On the environment, Dukakis implemented one of the country's strongest toxic waste clean-up programs and fought for safety controls at the Seabrook nuclear power plant. While Dukakis opposed offshore oil drilling, there is little hope that former oilman Bush will. As head of Reagan's task force on Regulatory Relief, Bush led the administration's effort to cut regulations on air polluion, toxic waste and curbing use of lead gasoline.

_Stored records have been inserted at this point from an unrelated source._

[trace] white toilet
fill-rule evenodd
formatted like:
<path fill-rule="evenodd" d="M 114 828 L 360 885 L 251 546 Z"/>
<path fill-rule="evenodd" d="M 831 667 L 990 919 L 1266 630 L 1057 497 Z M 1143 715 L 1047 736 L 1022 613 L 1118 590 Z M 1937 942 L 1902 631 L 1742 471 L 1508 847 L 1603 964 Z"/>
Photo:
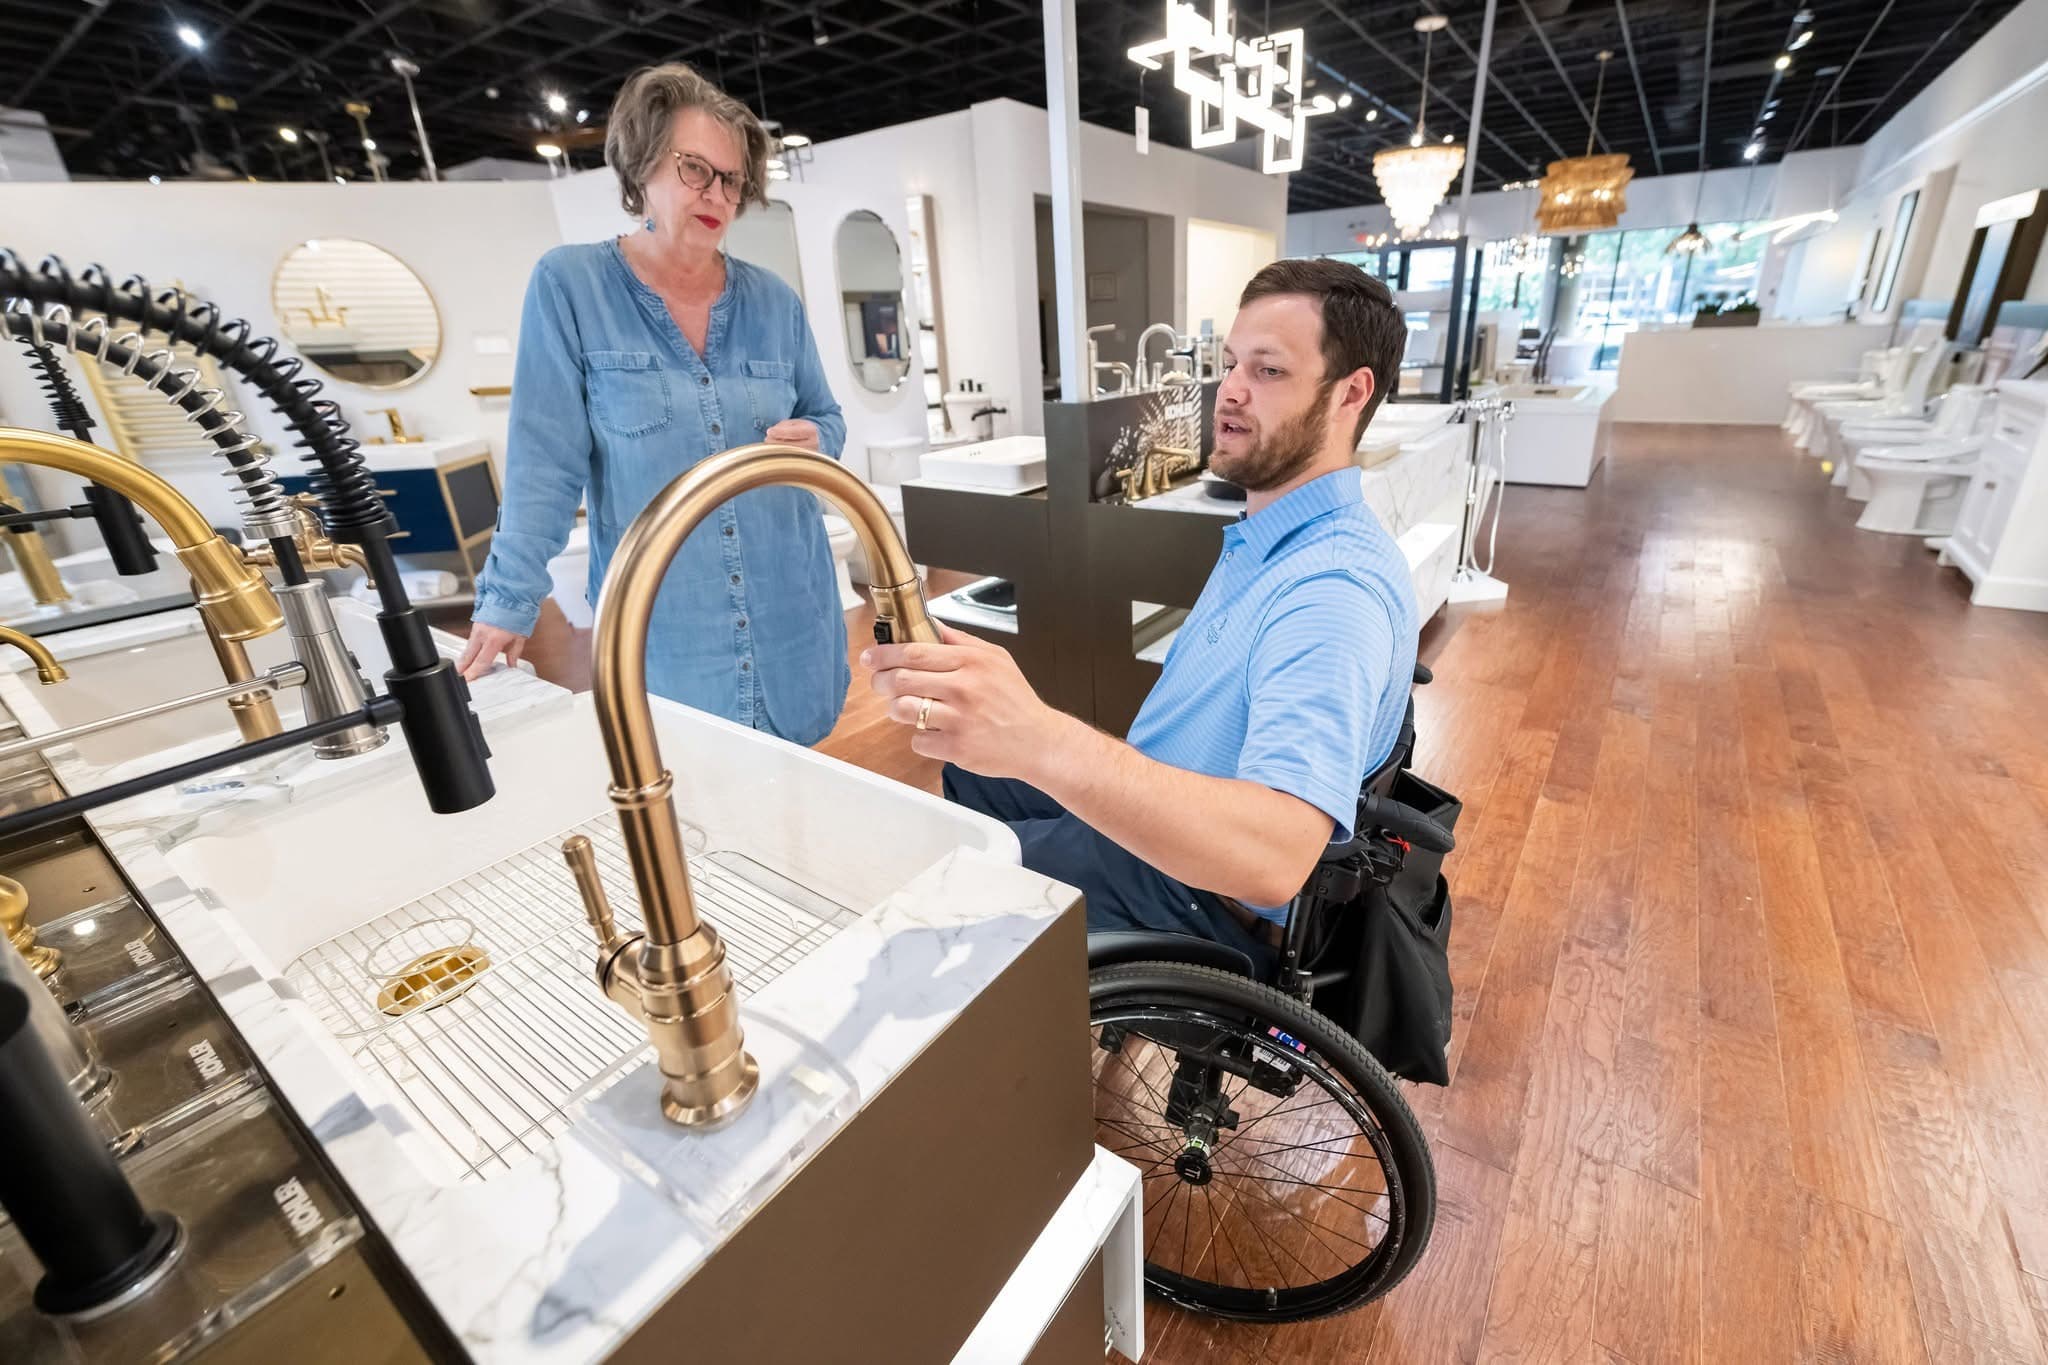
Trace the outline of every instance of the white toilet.
<path fill-rule="evenodd" d="M 548 596 L 555 599 L 569 624 L 577 630 L 590 629 L 597 613 L 590 605 L 589 523 L 579 521 L 576 529 L 569 532 L 569 542 L 562 547 L 562 553 L 548 561 L 548 577 L 553 581 Z"/>
<path fill-rule="evenodd" d="M 1982 449 L 1978 437 L 1862 451 L 1856 471 L 1870 481 L 1870 500 L 1856 528 L 1894 536 L 1945 536 L 1955 530 Z"/>

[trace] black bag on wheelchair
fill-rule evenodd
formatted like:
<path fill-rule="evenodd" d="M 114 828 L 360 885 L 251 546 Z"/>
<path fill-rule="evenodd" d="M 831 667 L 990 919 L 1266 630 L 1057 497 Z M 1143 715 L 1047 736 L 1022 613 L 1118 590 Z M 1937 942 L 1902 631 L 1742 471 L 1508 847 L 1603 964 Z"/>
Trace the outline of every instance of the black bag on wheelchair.
<path fill-rule="evenodd" d="M 1406 770 L 1388 795 L 1445 829 L 1464 808 Z M 1315 1008 L 1394 1075 L 1431 1085 L 1451 1080 L 1451 895 L 1442 867 L 1442 854 L 1409 849 L 1391 881 L 1368 882 L 1349 904 L 1330 907 L 1315 963 L 1318 975 L 1350 967 L 1316 989 Z"/>

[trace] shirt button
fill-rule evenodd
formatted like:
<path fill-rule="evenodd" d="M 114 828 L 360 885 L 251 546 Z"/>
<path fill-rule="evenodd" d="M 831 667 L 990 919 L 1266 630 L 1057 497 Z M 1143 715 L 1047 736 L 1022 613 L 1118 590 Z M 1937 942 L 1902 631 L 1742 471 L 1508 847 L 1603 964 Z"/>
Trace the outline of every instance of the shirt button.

Michael S. Duakkis is not a stirring orator. He is not a charismatic leader. He is not liberalism's shining Knight. But he is right on the issues. He would make America both kinder and gentler, more equitable and more just, more secure at home and more respected abroad. We do not need another four years of fantasy. Nor do we need four more years of illusionary prosperity. It is time for reality, and Gov. Michael S. Dukakis is the best one to cope with it.